Im Nationalratswahlkampf versprachen ÖVP und FPÖ das Blaue vom Himmel - als wäre das Staatssäckel prall gefüllt. Das machte eine Person so richtig grantig: Den sonst besonnen auftretenden Staatsschuldenwächter Christoph Badelt. Der 73-jährigen zuckte für seine Begriffe regelrecht aus, wenn er die Duelle im Nachgang analysierte. „Unseriös, unrealistisch, nicht einmal mit chinesischen Wachstumsraten finanzierbar“, richtete der Chef des Fiskalrates den Wahlversprechern aus.

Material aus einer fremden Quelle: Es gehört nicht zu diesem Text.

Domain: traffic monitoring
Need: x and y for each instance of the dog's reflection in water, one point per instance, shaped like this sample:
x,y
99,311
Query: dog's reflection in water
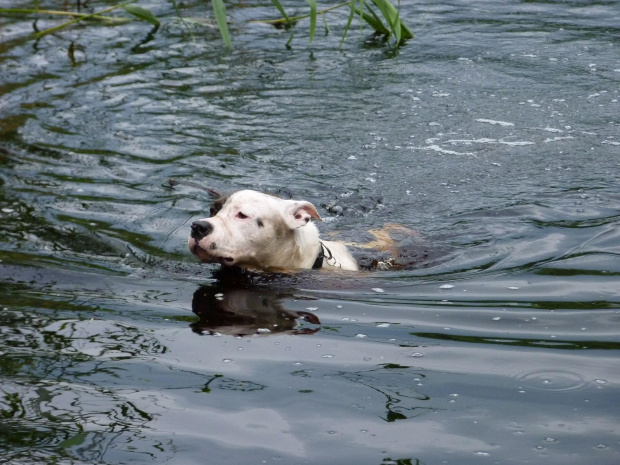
x,y
241,312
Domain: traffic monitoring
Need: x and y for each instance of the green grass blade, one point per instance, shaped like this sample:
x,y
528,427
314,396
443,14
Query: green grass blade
x,y
290,23
81,18
374,22
312,4
219,9
390,13
351,15
141,13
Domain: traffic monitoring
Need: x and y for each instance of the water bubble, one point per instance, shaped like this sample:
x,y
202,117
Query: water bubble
x,y
551,380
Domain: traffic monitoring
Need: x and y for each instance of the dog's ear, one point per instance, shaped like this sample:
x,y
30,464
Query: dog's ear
x,y
299,213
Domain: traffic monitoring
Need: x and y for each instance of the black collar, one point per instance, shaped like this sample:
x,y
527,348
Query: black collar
x,y
318,263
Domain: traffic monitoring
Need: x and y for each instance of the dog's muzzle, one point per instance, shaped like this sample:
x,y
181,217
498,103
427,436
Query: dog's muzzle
x,y
201,229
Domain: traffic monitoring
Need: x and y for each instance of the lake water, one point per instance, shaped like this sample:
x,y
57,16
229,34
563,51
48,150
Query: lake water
x,y
494,133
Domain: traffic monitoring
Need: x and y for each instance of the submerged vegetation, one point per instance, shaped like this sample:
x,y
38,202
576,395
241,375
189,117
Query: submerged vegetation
x,y
381,15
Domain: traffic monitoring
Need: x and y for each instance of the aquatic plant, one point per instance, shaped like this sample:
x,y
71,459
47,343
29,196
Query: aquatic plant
x,y
383,17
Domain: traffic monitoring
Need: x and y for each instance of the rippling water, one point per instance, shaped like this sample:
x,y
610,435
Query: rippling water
x,y
494,134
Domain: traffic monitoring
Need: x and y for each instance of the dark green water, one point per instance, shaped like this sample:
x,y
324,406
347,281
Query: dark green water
x,y
495,133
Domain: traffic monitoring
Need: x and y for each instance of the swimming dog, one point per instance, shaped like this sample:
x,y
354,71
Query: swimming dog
x,y
254,230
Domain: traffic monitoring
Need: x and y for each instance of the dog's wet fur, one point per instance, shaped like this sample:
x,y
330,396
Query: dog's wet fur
x,y
259,231
250,229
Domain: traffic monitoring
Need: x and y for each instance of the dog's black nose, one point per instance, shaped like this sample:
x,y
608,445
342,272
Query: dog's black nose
x,y
201,229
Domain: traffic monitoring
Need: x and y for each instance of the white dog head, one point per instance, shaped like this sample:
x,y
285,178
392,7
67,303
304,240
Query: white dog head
x,y
256,230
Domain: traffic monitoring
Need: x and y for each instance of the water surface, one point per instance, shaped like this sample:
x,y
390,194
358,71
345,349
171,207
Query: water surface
x,y
494,134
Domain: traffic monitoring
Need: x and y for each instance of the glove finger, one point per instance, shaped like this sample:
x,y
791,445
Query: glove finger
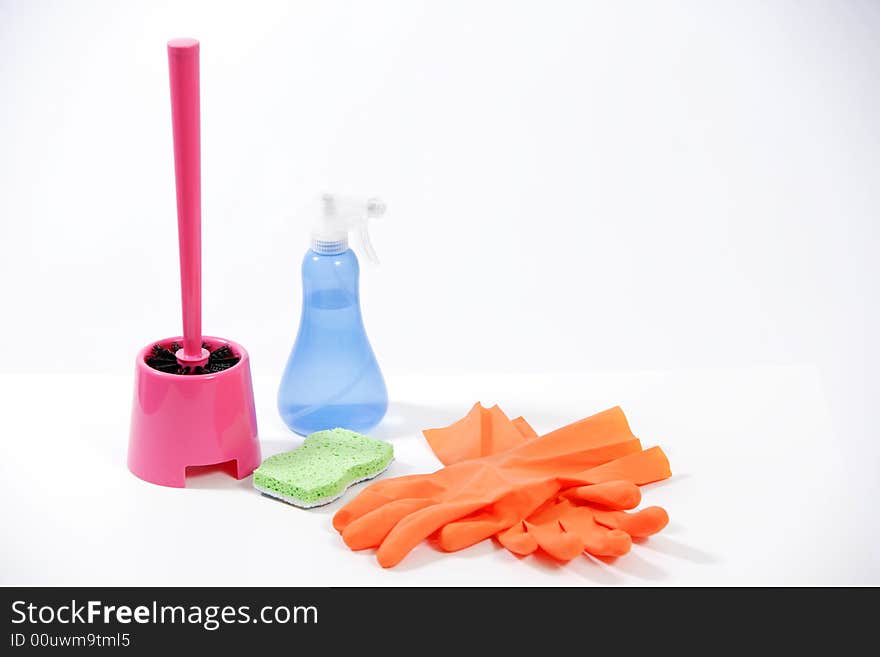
x,y
367,501
383,492
371,529
612,494
464,533
556,542
639,524
641,468
504,513
597,540
416,527
517,540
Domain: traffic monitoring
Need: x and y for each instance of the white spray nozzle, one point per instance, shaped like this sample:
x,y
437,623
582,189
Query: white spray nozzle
x,y
341,214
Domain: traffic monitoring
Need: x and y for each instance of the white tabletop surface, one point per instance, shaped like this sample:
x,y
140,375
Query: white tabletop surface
x,y
760,492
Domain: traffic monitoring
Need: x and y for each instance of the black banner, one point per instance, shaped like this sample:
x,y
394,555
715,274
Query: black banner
x,y
401,620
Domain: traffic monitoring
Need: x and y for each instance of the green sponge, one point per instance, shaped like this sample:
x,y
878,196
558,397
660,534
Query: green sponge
x,y
323,467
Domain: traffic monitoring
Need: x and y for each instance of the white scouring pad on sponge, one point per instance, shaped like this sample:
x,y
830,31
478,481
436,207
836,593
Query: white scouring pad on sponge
x,y
323,467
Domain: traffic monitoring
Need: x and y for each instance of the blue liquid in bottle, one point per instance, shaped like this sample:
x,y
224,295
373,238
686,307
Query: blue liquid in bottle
x,y
332,378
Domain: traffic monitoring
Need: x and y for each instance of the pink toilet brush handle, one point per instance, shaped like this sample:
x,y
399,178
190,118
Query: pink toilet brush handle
x,y
183,69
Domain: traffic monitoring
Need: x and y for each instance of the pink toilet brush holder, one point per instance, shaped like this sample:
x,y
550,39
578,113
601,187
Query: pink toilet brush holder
x,y
183,421
193,414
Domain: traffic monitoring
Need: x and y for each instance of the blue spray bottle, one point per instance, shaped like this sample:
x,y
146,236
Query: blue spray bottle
x,y
332,378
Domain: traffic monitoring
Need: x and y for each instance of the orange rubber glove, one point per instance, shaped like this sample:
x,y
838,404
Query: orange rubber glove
x,y
394,515
567,527
619,490
482,432
589,518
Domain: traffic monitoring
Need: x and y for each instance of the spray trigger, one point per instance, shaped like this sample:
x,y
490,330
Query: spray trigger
x,y
339,215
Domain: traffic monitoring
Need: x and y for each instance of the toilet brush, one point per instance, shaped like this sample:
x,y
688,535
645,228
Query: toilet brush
x,y
193,402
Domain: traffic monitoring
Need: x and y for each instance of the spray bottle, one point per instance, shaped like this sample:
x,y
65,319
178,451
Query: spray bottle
x,y
332,378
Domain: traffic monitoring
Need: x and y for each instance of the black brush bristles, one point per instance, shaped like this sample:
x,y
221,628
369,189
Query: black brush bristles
x,y
163,359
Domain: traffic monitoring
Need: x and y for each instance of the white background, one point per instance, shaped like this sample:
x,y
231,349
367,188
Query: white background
x,y
608,192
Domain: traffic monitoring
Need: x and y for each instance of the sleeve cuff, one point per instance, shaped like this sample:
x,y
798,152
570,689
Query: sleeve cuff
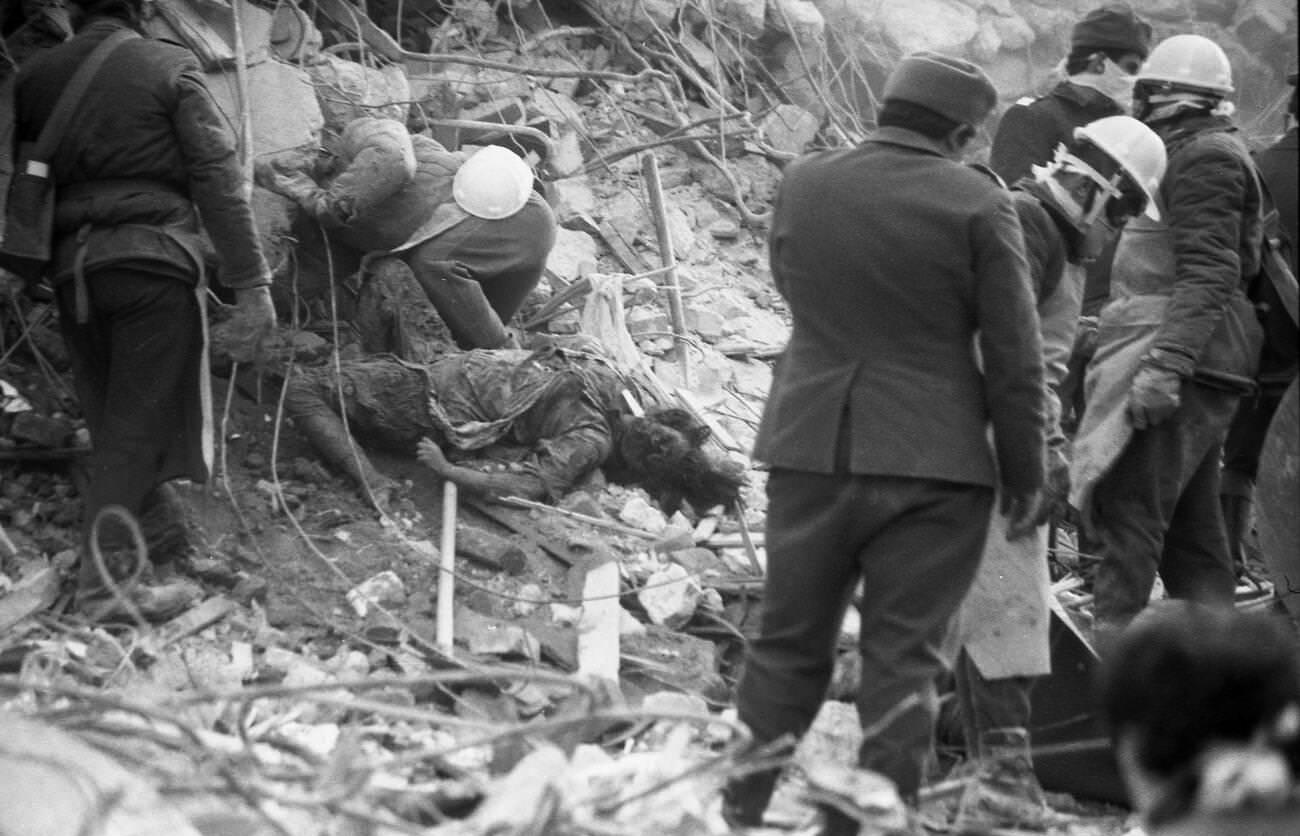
x,y
1169,360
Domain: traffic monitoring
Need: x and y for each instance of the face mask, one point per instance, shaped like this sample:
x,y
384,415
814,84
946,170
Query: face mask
x,y
1112,82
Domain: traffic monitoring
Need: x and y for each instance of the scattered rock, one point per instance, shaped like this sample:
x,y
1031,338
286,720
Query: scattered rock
x,y
384,589
670,596
640,514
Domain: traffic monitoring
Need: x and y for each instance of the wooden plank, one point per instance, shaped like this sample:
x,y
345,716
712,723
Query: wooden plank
x,y
30,596
620,248
191,622
503,518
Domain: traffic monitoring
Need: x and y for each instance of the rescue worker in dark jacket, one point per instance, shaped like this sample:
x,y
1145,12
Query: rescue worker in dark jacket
x,y
1278,168
147,155
1179,343
876,427
471,226
1106,47
1069,209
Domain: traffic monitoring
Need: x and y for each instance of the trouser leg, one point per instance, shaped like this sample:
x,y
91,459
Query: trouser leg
x,y
479,273
382,402
989,704
1196,562
915,571
135,365
810,579
1136,502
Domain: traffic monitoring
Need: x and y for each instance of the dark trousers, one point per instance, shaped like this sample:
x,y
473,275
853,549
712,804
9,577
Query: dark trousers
x,y
1157,512
989,704
479,273
915,545
135,364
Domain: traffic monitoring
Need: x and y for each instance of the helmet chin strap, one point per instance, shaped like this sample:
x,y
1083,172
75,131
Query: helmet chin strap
x,y
1082,217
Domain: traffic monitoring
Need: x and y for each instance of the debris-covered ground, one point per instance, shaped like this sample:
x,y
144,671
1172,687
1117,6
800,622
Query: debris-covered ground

Badelt war längst in einer Realität zu Hause, in die der scheidende Finanzminister Magnus Brunner (ÖVP) die Öffentlichkeit erst wenige Tage nach der Wahl führte: Am 3. Oktober erhöhte er die Prognose für das Budgetdefizit von 2,9 auf 3,3 Prozent des Bruttoinlandsproduktes (BIP). Klingt unspektakulär. Bedeutet aber, dass die Republik die EU-Maastricht-Grenze von drei Prozent verletzt und um zwei Milliarden Euro mehr Schulden macht als bisher angenommen.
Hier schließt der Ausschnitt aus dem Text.